Detailed technical explanation
How to think about this question
HSRP uses a multicast address (224.0.0.2 for version 1, 224.0.0.102 for version 2) and UDP port 1985 to exchange hello messages. The group number is embedded in the HSRP packet header; mismatched group numbers cause each router to ignore the other's hellos, effectively creating two isolated HSRP groups. In a real-world scenario, this misconfiguration often goes unnoticed during normal operation because both routers may still forward traffic via their own virtual IPs, but failover fails silently.
KKey Concepts to Remember
Read the scenario before looking for a memorised answer.
Find the constraint that changes the correct option.
Eliminate answers that are true in general but not in this case.
TExam Day Tips
→Watch for words such as best, first, most likely and least administrative effort.

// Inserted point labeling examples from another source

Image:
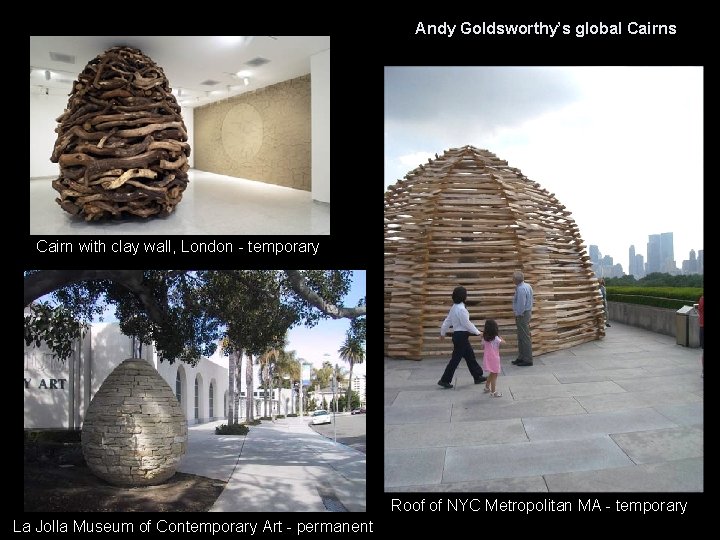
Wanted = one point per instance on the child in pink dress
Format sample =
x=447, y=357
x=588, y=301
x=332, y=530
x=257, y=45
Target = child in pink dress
x=491, y=355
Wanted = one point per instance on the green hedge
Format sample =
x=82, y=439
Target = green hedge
x=663, y=297
x=60, y=436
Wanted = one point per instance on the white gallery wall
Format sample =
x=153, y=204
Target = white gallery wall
x=44, y=110
x=320, y=106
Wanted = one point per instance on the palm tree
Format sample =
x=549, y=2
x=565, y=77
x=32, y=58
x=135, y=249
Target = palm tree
x=287, y=365
x=352, y=352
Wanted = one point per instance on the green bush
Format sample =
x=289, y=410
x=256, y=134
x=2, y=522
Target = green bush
x=663, y=297
x=59, y=436
x=232, y=429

→Review why wrong options are wrong, not only why the correct option is correct.
Key takeaway
Answer the scenario, not the keyword: identify the specific constraint before choosing the most familiar-sounding option.
Real-world example
How this comes up in practice
A network engineer at a university connects two campus buildings via a fibre link. Both routers run OSPF, but no adjacency forms — even though both routers can ping each other. The engineer finds one router is in area 0 and the other in area 1. OSPF adjacency requires matching area numbers, hello/dead timers, and network type. IP reachability alone is not enough.
What to study next
Got this wrong? Here's your next step.
Identify which exam domain this question belongs to, review the core concept, then practise similar questions from the same domain.
Information Systems Operations and Business Resilience — This question tests Information Systems Operations and Business Resilience — Read the scenario before looking for a memorised answer..

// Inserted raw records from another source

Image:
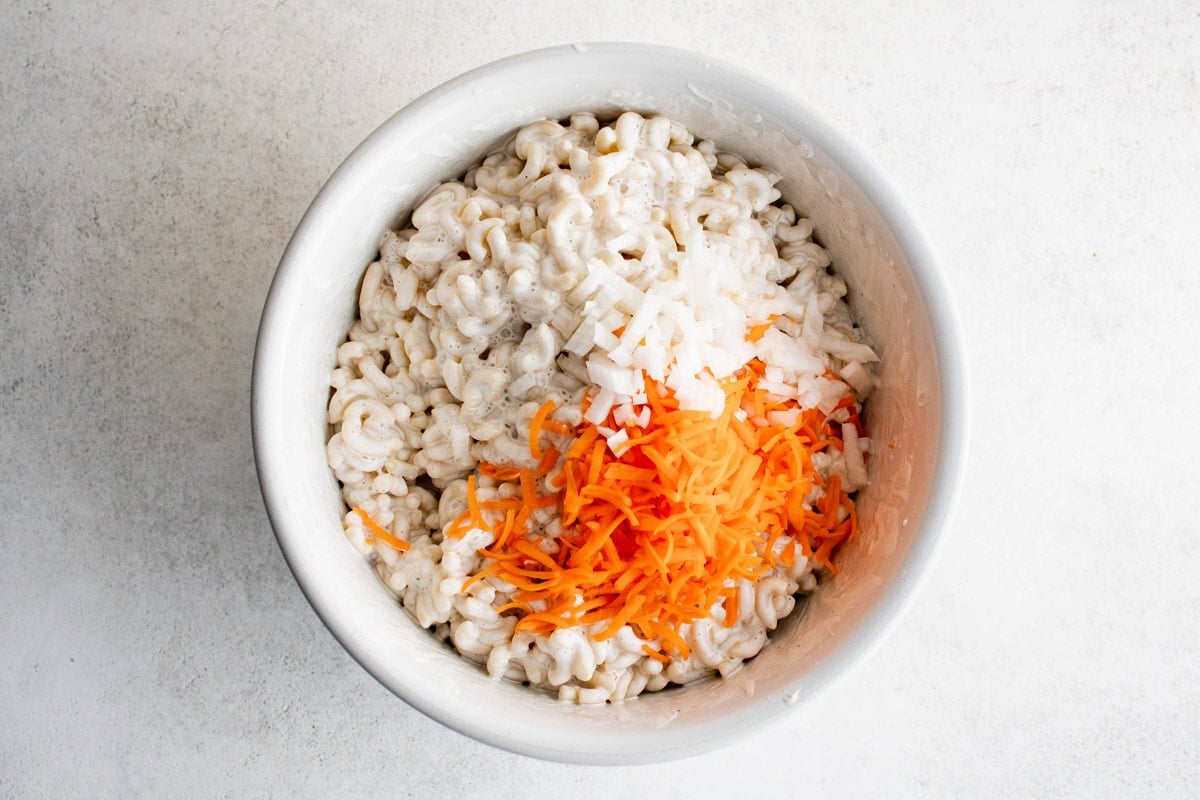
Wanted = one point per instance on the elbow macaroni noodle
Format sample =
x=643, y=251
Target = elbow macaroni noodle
x=472, y=318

What is the correct answer to this question?
The correct answer is: The HSRP group numbers on the two interfaces do not match — HSRP requires that both routers participating in the same virtual IP address use the same group number to form a single HSRP group. If the group numbers on the two interfaces do not match, each router will form its own separate HSRP group, and neither will recognize the other as a peer. Consequently, when the primary router fails, the DR router does not assume the active role because it is not part of the same HSRP group.
What should I do if I get this CISA question wrong?

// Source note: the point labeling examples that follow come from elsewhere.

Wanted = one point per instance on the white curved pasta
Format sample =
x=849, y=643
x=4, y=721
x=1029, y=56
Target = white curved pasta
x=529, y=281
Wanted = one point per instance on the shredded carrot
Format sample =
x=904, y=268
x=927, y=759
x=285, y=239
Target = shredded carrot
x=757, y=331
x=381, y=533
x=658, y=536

Identify which exam domain this question belongs to, review the core concept, then practise similar questions from the same domain.
Are there clue words in this question I should notice?
Yes — watch for: "most likely", "primary". Probability qualifier — the question wants the most probable cause or outcome, not a guaranteed one. Eliminate low-probability options.
What is the key concept behind this question?
Read the scenario before looking for a memorised answer.